Ao não se deter para julgamento os principais mandantes do regime deposto, que espaço havia para julgar os PIDEs? Em África os seus operacionais foram mantidos ao serviço, sendo transformada na PIM, Polícia de Informação Militar, apoiando os militares enquanto não se estabelecia um acordo de paz com os movimentos de libertação africanos. Os crimes de guerra também ficaram de fora.

Na altura, a Newsweek acusaria os portugueses de revelarem ter sempre “uma maneira muito sua de fazer as coisas”. A autora, ao revisitar os processos de «justiça de transição» desde Nuremberga, passando por Espanha, Chile, Argentina e África do Sul (com o processo de verdade e reconciliação do presidente Mandela), forneceu um amplo enquadramento histórico para o que se passou em Portugal que não surge como uma exceção à regra. Espanha com os seus duzentos mil mortos e um milhão de detenções políticas durante o Franquismo, optou por não afrontar o passado e seguir em frente sem qualquer tipo de julgamento, numa «amnésia coletiva e voluntária». A «accountability» encontra um espaço muito lato na cultura de negação, variando com a natureza cultural de cada país. Os fundamentos da justiça transicional centram-se em dois objetivos principais, a responsabilização, focada no passado, dando resposta ao sofrimento provocado pelos abusos de poder, e o da prevenção, focada no futuro, constituindo um aviso para que não se repitam os mesmos crimes.

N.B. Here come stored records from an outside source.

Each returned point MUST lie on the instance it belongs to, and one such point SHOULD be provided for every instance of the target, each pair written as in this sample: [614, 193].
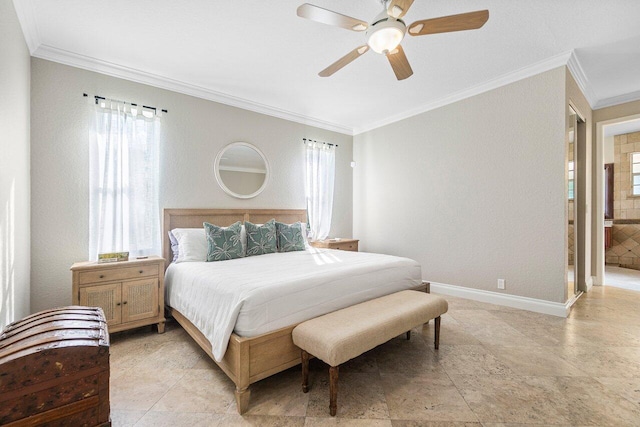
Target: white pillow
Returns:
[192, 243]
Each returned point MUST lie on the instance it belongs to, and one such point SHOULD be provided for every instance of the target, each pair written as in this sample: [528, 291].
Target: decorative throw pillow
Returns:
[261, 239]
[223, 242]
[290, 237]
[175, 246]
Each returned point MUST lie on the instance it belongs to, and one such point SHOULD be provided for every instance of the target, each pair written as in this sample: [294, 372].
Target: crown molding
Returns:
[24, 10]
[576, 70]
[512, 77]
[103, 67]
[616, 100]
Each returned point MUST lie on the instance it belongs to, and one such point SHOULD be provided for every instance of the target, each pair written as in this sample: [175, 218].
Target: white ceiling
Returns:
[259, 55]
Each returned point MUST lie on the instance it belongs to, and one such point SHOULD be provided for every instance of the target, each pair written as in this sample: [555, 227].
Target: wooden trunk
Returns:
[54, 369]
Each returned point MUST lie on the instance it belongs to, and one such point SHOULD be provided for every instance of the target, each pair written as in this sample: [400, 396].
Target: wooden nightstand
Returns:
[131, 293]
[342, 244]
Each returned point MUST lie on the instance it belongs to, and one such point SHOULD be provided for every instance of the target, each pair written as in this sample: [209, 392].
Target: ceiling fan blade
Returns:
[398, 8]
[349, 57]
[445, 24]
[330, 17]
[399, 63]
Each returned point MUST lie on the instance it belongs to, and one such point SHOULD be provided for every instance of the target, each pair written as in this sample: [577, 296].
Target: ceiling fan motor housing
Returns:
[386, 34]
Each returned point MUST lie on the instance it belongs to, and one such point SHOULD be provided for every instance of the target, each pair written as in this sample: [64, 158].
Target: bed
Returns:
[262, 350]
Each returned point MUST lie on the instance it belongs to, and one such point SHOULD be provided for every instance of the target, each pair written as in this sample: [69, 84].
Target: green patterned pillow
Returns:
[223, 242]
[261, 239]
[290, 237]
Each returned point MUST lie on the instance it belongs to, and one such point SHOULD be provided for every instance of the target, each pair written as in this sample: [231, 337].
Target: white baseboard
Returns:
[514, 301]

Portugal abraçou um processo de concórdia nacional, como bem essencial, expurgando assim a necessidade de apurar a verdade, passando diretamente da punição à reconciliação. Isso sonegou ao país a construção de uma memória coletiva sobre o que se passou no “ultramar português” onde forças armadas e PIDE partilharam responsabilidades na condução da guerra colonial. Se em Angola, ao processo de independência se seguiu uma guerra civil, em Moçambique foram criados «campos de reeducação». As transições abruptas de regime, tendem a criar processos punitivos enquanto as transições negociadas tendem a ilibar mandantes e torcionários como aconteceu no Brasil, onde existiu uma amnistia para os crimes cometidos pela ditadura militar. Os escassos meios da Comissão de Extinção da PIDE/DGS, o enquadramento legal, a disseminação de responsabilidades e o arrastamento do processo, com duzentos mil processos crimes instaurados a elementos da ex-polícia, conduziram a resultados poucos expressivos com penas leves e libertações imediatas. No início da década de 80 do século passado já haviam sido todos libertados. Dos juízes dos tribunais plenários que julgavam sumariamente os processos instruídos pela PIDE, apenas um foi afastado da magistratura. A autora aborda ainda a justiça de reparação que só em 1991, com a abertura dos arquivos da PIDE, ainda que fortemente mitigada, passou a permitir elementos documentais de prova aos ex-presos políticos. O Estado nunca chegou a promover um estudo sobre as consequências clínicas resultantes dos interrogatórios e métodos de tortura da PIDE, apenas existe um estudo feito a nível particular por um psiquiatra.

Os brandos costumes que nos levam a olhar o passado com excessiva benevolência, precisam de estudos como este, promovido pela historiadora Irene Flunser Pimentel, um remate forte sobre a nossa consciência coletiva do que se passou, o seu contexto e enquadramento internacional.

O Caso da PIDE/DGS, Irene Flunser Pimentel, Círculo de Leitores, 2017 – sobre o livro

Este texto foi publicado na revista Justiça com A.